Currently, about 37 million adult live with chronic kidney disease (CKD) in the US. The CDC estimates that this is about 15% of all US adults. Yet, by that same estimate, as many as nine in 10 do not know they have it. Often, CKD symptoms do not manifest until the kidneys are badly damaged or disease is advanced. Without screening, patients with CKD may remain under-or improperly diagnosed until their condition has worsened significantly, negatively impacting their treatment and care.

Of the two tests recommended by the National Kidney Foundation to screen for, diagnose, and manage CKD, recent studies show high levels of estimated glomerular filtration rate testing (to evaluate kidney function), but low levels of urine albumin-to-creatinine ratio testing (to evaluate kidney damage), suggesting physicians are inconsistently adhering to guideline recommendations. This is particularly prevalent in patients with diabetes, who are at increased risk for kidney disease or failure.

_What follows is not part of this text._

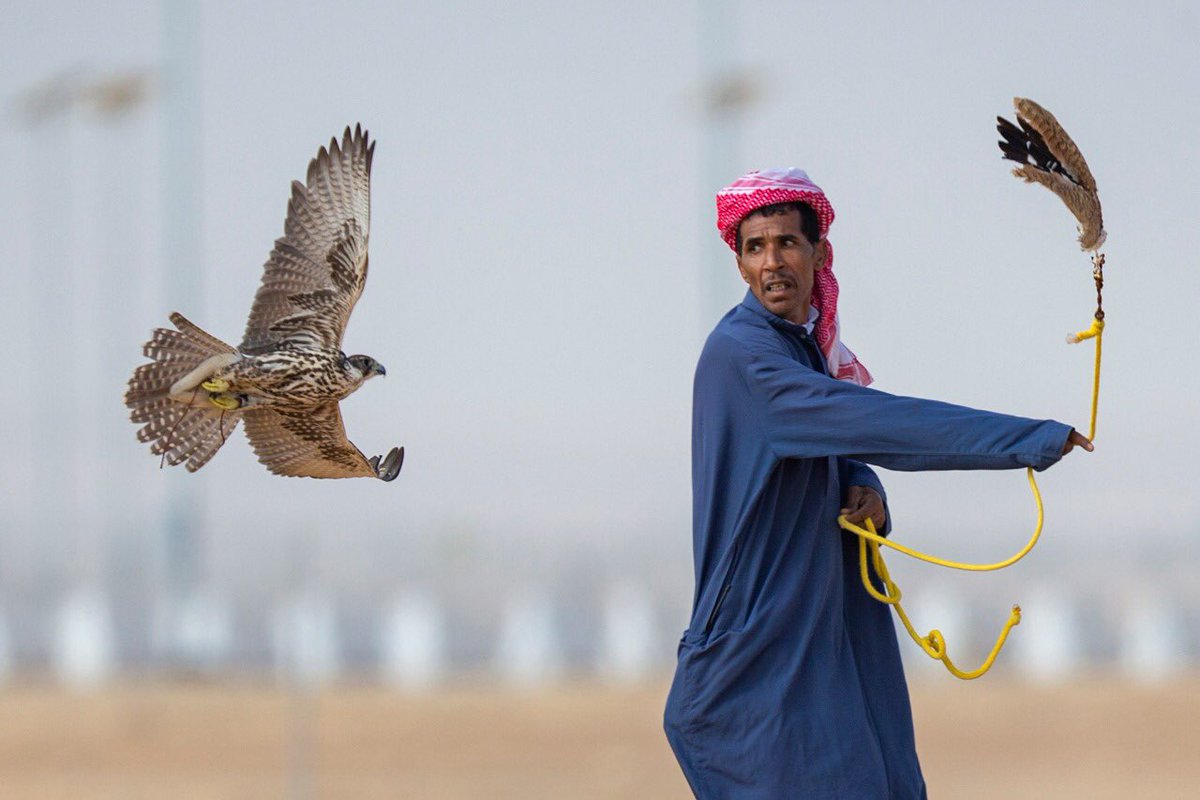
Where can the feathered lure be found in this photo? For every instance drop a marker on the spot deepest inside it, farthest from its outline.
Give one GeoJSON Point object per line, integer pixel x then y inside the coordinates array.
{"type": "Point", "coordinates": [1048, 156]}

Additionally, data suggest that many patients at risk are not being screened during early stages, when treatment can slow disease progression and reduce unfavorable outcomes like dialysis and transplant due to kidney failure. Recent reports show that prevention, recognition, and treatment strategies for CKD are greatly underutilized overall. Furthermore, data also show that one in four patients “crash” into dialysis.

Taking steps to improve an at-risk patient’s health before drastic measures like dialysis or transplant are needed are important in providing the best care. What should the medical community do differently to close gaps in screening to diagnose more patients in the early and more easily treatable stages of CKD?

Across the board, many understand the importance of screening and treating early as a tool to both improve outcomes and, ultimately, lower care costs for patients and clinicians. Recent shifts, like the new guidelines introduced by the USPSTF and the American Diabetes Association—which lowered the age to screen for prediabetes and type 2 diabetes to 35—now emphasize the importance of identifying patients sooner.

Indeed, researchers estimate that the new guidelines will increase the proportion of asymptomatic US adults eligible for screening by about 6% to 7%, equating to approximately twice as many individuals. Ultimately, this may increase positive outcomes for patients who will now be able to be treated sooner, before their diabetes progresses to a comorbidity of another condition, which could worsen into serious complications.